Gesù dice che consacra Se stesso per noi; ciò significa che, con la Sua morte e risurrezione, Egli apre uno spazio dove possiamo finalmente vivere senza mentire e senza bisogno di indossare maschere per essere amati. Infatti, è questa consacrazione che ci dà lo stesso coraggio che ha avuto San Paolo. Possiamo camminare verso l'ignoto, possiamo affrontare le rotture e le lacrime, perché sappiamo che la Parola di Dio è il terreno solido su cui poggiano i nostri piedi.


Conclusione e applicazione per la nostra giornata

La Parola di questo mercoledì, dunque, ci invita a una profonda semplificazione: ci chiede di verificare dove riponiamo la nostra sicurezza e come reagiamo di fronte alle incertezze del nostro quotidiano. A partire da questa rivelazione, siamo chiamati a:

  • Identificare i discorsi del lupo. Prendetevi un momento oggi per ascoltare i vostri pensieri: ci sono voci in voi che seminano divisione, diffidenza verso gli altri o amarezza di fronte a una situazione? Questo è il discorso perverso di cui parlava Paolo. Scegliete deliberatamente di togliere la parola a questi pensieri e di affidarvi alla parola della sua grazia.

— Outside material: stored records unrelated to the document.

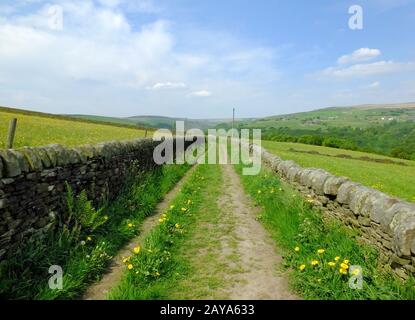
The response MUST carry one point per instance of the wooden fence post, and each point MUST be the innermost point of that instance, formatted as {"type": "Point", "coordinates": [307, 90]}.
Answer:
{"type": "Point", "coordinates": [10, 134]}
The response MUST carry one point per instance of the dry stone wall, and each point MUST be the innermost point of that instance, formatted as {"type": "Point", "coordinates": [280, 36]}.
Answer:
{"type": "Point", "coordinates": [33, 181]}
{"type": "Point", "coordinates": [383, 221]}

  • Praticare la gioia del dare. Di fronte all'angoscia della mancanza o al bisogno di riconoscimento, compiete oggi un atto di gratuità: donate un po' del vostro tempo, offrite un ascolto di qualità a un collega irritante o fate un favore senza che nessuno lo sappia. Sperimentate che, spendendovi per il debole, il vostro cuore diventa più leggero e più gioioso.

  • Abitare il nostro invio nel mondo. Non fuggite le difficoltà della vostra giornata lamentandovi della durezza dei tempi. Ditevi questa mattina, iniziando le vostre attività: «Gesù mi manda esattamente qui, in questo lavoro, in questa famiglia, vicino a questa persona difficile». La vostra missione non è cambiare il mondo con le vostre sole forze, ma essere in esso il riflesso dell'unità e della verità che attingete nella preghiera.


Preghiera

Signore Gesù, Ti ringrazio per la profondità della Tua preghiera che mi avvolge e mi protegge in ogni istante della mia giornata. Grazie per non lasciarmi orfano di fronte ai lupi dell'angoscia, del dubbio e della divisione che a volte si aggirano attorno al mio cuore.

Perdona le mie vigliaccherie, i miei mormorii e i miei futili tentativi di controllare tutto da solo. Vieni a visitare le mie paure del domani e le mie tristezze di fronte alle separazioni della vita. Mi rimetto nelle Tue mani e scelgo di credere che si è più beati nel dare che nel ricevere.

Spirito Santo, divino Difensore, consacrami nella verità. Fa' scendere la Tua Parola nello spessore delle mie scelte quotidiane. Non permettere che mi ritiri dal mondo per paura, ma dammi la forza di entrarvi con la Tua sicurezza e la Tua mitezza. Custodiscimi unito ai miei fratelli nel Nome del Padre, affinché la Tua gioia sia in me e sia perfetta. Amen.